The 24-year-old Rochester, Indiana, woman who was charged with reckless homicide after striking four children on Oct. 30 and killing three said she did see the flashing lights that the school bus driver activated.
The bus driver pulled to the side of State Route 25 in Fulton County around 7:15 a.m. and activated the flashing lights and the stop arm seen on buses across the country.
Combined, the measures alert drivers that children are being picked up. It’s illegal to pass a school bus when the lights and arm are in place.
Alyssa Shepherd told police officers that she saw the flashing lights but didn’t recognize the vehicle as a school bus so didn’t think she had to stop.
Emergency personnel responded to a scene of a collision that killed three children crossing SR 25 as they were about to board their school bus north of Rochester, Ind., on Oct. 30, 2018. (Santiago Flores/South Bend Tribune via AP)
Traveling at about 45 miles per hour, according to a witness—10 miles per hour under the speed limit—Shepherd drove her pickup past the bus and struck the children.
Maggie Jo Wilson, the witness, was driving directly behind Shepherd and watched the horror unfold as did the school bus driver, unable to stop the accident.

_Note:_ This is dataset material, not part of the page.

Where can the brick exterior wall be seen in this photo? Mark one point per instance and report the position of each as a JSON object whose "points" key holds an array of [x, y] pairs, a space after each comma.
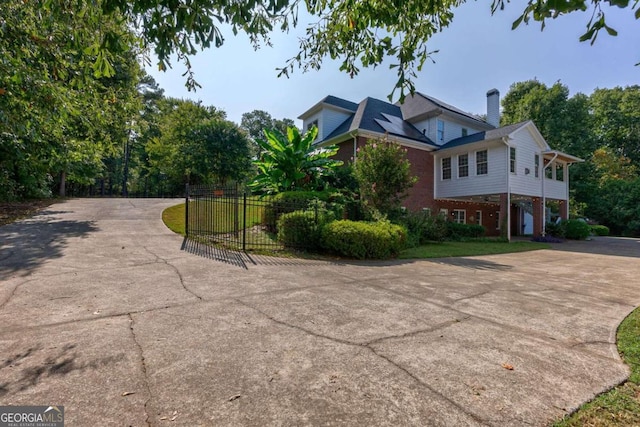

“He said at the last second he hit his horn, but there was nothing he could do,” Indiana State Police Detective Michelle Jumper told Fulton County Superior Court Judge Wayne Steele on Oct. 30, where prosecutors sought and obtained an arrest warrant for Shepherd, reported the South Bend Tribune.
“He was pretty distraught,” Jumper said.
Shepherd, who has two children herself, 2 years old and 4 years old, admitted to seeing the flashing lights but said by the time she realized it was a bus in the morning darkness, it was too late.
“She did not recognize it immediately as a school bus. In fact, she said she was trying to figure out what it was,” the detective told the judge.
“She knows she dimmed her lights for it because it had headlights, but she couldn’t make out what it was. By the time she realized what it was, the kids were right there in front of her.”
Xzavier Ingle, 6, Mason Ingle, 6, and Alivia Stahl, 9, all siblings, died after being hit. A fourth child, 11-year-old Maverik Lowe, was flown to a hospital to undergo emergency surgery.
In addition to three charges of reckless homicide, Shepherd was charged with one misdemeanor count for passing a school bus, with the stop arm extended, causing injury. If found guilty, she could face up to 18 years in prison.
She was arrested on the same day of the accident and released on $15,000 bond.